PricewaterhouseCoopers called for a corporate tax reduction and also noted that “high marginal personal tax rates,” which it said the government currently has, “reduce the return on investments in education, and discourage participation in the workforce by skilled individuals.”
As corporate tax cuts stalled, the government proposed a couple of individual taxation measures that could increase the personal tax load for small business owners and employees in startups.
“Some of the corporate interests will not be pleased by the tax loopholes we closed,” Finance Minister Jim Flaherty acknowledged during a budget-day briefing to journalists in the lockup.
Dividends vs. Salaries
There will be a small measure of relief for small corporations this year, which will receive an up-to $1,000 hiring credit to offset Employment Insurance premiums paid in 2010. This credit, which about 525,000 employers qualify for, is expected to reduce their payroll costs by a collective $165 million.
The government will also provide $50 million through 2013-14 to extend the targeted initiative for older workers, which is intended to help people in communities of less than 250,000, and provide $10 million until October to continue a work-sharing program giving employment insurance benefits to employees taking on a reduced work week to help out their company.
Still, as part of a “closing tax loopholes” package expected to yield $240 million in savings this year, individual pension plans would not be eligible for as generous of a tax deferral as they were in the past. Government savings on IPPs would be around $15 million.
Small business owners looking to draw a salary from their company would need to make catch-up contributions to their IPP through their existing RRSP assets, or their remaining RRSP room, as the case may be.
Further, upon retirement owners will need to draw down on their pension plans by a required minimum amount once they reach age 72, following similar requirements for when RRSPs are converted to Registered Retirement Income Funds.
“What that means, at the end of the day, is limited tax deferral and the minimum withdrawal amount is being adjusted,” Mr. McShane said.
An alternative for small business owners would be to instead receive “ineligible” dividends, or profits paid out of small business profits under $500,000. The tax rate would range from 0 per cent to 32.5 per cent, depending on the amount of the profit.
The government also noted there would be a review of current employee profit-sharing plans to see if “technical improvements” are required in this area, as it can be used to avoid Canada Pension Plan contributions and EI premiums since these profits are not paid as salaries.
Although these measures are not specifically billed as tax increases, Mr.

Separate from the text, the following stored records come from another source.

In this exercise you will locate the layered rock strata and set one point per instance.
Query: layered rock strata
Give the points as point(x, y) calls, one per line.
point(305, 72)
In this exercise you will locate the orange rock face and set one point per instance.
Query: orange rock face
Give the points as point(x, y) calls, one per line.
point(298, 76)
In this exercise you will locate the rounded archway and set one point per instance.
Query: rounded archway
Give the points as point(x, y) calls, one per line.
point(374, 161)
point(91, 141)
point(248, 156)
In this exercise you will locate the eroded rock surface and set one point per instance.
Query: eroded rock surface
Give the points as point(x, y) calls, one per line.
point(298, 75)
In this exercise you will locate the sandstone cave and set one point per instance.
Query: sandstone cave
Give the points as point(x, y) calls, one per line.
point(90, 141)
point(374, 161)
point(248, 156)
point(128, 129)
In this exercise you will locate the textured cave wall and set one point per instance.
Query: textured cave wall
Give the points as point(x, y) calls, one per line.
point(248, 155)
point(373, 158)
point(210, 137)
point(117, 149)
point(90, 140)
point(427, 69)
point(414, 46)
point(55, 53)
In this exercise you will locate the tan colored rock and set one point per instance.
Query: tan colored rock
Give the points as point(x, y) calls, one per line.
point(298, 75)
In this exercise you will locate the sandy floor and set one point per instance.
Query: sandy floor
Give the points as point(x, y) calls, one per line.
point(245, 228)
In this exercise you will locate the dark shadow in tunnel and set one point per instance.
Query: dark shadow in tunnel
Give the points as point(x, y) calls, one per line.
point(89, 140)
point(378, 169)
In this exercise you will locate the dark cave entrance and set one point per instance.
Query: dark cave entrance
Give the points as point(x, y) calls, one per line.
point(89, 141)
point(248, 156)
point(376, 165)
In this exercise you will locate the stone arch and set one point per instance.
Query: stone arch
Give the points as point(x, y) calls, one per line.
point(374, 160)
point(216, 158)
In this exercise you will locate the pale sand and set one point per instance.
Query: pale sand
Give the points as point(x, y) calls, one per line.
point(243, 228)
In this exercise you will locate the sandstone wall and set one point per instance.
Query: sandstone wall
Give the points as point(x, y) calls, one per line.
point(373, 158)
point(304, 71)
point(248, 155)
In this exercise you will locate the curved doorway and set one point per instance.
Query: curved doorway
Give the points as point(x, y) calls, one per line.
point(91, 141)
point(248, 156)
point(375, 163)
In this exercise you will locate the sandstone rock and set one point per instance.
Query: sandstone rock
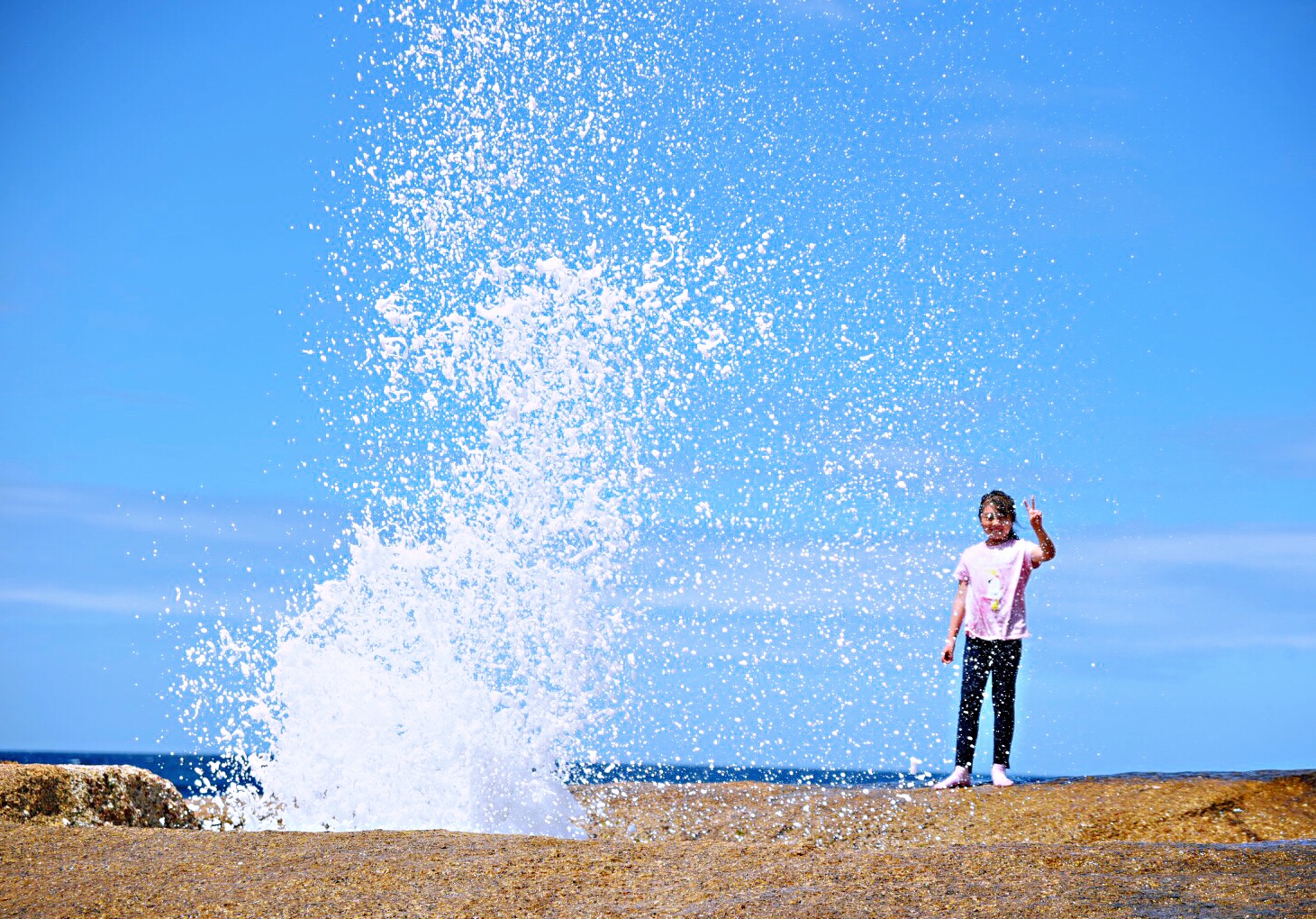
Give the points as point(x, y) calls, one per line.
point(90, 796)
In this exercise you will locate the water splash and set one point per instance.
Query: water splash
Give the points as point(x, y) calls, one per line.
point(649, 405)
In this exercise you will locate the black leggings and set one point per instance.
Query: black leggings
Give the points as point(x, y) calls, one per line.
point(1001, 661)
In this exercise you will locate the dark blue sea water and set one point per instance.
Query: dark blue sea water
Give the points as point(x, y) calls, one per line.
point(187, 769)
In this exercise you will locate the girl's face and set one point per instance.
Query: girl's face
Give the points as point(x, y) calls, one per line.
point(995, 524)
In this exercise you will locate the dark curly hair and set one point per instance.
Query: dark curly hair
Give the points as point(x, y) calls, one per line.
point(1004, 505)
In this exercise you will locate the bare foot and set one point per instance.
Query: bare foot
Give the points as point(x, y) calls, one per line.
point(959, 778)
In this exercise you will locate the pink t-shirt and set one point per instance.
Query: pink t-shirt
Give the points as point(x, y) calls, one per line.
point(996, 576)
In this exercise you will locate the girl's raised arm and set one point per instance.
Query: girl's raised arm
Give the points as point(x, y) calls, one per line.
point(1047, 548)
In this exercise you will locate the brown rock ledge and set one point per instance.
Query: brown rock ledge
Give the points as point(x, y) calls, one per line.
point(827, 872)
point(90, 796)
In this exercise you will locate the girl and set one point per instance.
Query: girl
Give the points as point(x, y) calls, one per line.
point(993, 576)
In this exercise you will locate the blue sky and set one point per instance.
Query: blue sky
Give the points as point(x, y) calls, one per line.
point(157, 256)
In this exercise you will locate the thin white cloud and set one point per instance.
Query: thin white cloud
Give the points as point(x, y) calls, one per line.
point(82, 601)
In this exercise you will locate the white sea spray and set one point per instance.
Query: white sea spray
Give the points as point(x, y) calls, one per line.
point(648, 437)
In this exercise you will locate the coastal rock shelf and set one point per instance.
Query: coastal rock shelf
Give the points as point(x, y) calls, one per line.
point(1124, 847)
point(1247, 808)
point(90, 796)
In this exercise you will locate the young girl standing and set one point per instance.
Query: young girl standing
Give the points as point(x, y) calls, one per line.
point(993, 576)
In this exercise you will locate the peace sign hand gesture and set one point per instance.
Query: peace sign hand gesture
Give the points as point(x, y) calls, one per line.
point(1047, 550)
point(1035, 516)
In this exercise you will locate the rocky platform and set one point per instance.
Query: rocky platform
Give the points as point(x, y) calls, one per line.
point(1130, 847)
point(90, 796)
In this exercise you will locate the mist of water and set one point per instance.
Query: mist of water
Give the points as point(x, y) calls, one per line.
point(650, 405)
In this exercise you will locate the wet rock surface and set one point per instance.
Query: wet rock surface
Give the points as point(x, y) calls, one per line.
point(90, 796)
point(1070, 868)
point(1145, 808)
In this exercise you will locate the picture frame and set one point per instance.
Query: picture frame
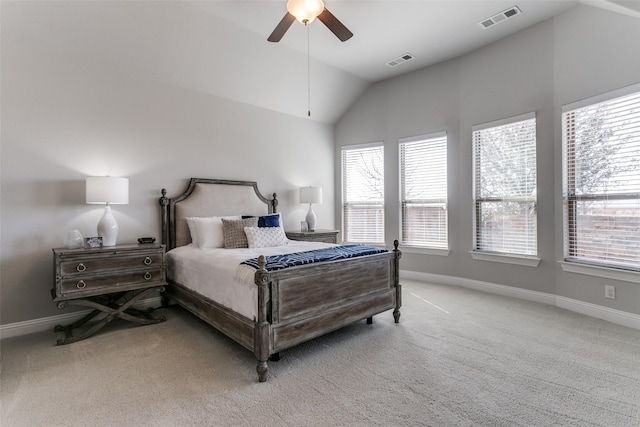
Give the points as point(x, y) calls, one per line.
point(93, 242)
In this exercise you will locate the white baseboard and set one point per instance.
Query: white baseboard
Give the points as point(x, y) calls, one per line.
point(614, 316)
point(610, 315)
point(48, 323)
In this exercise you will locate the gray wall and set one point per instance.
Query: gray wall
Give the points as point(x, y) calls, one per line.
point(64, 118)
point(584, 52)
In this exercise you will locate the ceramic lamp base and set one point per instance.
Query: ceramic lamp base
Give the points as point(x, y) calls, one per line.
point(311, 219)
point(108, 228)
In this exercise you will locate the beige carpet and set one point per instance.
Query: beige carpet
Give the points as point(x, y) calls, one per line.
point(458, 358)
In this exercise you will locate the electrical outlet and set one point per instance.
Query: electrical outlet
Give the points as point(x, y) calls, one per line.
point(610, 292)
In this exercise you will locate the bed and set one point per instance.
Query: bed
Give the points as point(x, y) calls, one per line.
point(287, 306)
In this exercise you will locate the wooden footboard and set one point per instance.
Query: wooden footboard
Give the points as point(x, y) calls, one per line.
point(302, 303)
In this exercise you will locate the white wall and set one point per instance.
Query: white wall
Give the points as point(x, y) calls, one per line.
point(581, 53)
point(64, 118)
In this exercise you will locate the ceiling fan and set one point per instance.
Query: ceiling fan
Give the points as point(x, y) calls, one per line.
point(305, 11)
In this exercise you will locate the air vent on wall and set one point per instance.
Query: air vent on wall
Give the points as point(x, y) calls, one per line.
point(500, 17)
point(400, 60)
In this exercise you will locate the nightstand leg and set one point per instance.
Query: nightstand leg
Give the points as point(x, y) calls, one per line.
point(115, 306)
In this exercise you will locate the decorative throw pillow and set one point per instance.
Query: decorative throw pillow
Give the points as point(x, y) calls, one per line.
point(233, 230)
point(272, 220)
point(206, 232)
point(265, 237)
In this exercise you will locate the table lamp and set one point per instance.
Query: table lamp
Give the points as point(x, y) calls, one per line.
point(107, 190)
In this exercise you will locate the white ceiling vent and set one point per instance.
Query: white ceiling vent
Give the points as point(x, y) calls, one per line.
point(500, 17)
point(400, 60)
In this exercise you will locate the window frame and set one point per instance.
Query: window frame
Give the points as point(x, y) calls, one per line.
point(479, 253)
point(572, 262)
point(427, 247)
point(345, 203)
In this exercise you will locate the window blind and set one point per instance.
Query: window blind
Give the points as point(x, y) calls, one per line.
point(423, 191)
point(505, 187)
point(601, 179)
point(363, 194)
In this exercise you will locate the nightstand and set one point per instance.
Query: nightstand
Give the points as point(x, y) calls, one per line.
point(327, 236)
point(108, 280)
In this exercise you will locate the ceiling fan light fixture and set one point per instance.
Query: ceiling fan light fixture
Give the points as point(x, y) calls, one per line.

McShane noted “the money needs to come from somewhere,” especially with the government running a projected $40.5 billion deficit in 2010-11, somewhat improved from a $55.6 billion deficit last year.
There are other measures passed that could see corporations paying more taxes, should they have a partnership or use flow-through shares.
Corporations with “significant interest” in a partnership would need to report partnership and corporation income in the same year, even if the partnership has a different fiscal year – stopping a past option for a tax deferral.
Capital gain tax benefits would also be reduced on donating flow-through shares, which already receive another tax benefit in the form of a deduction.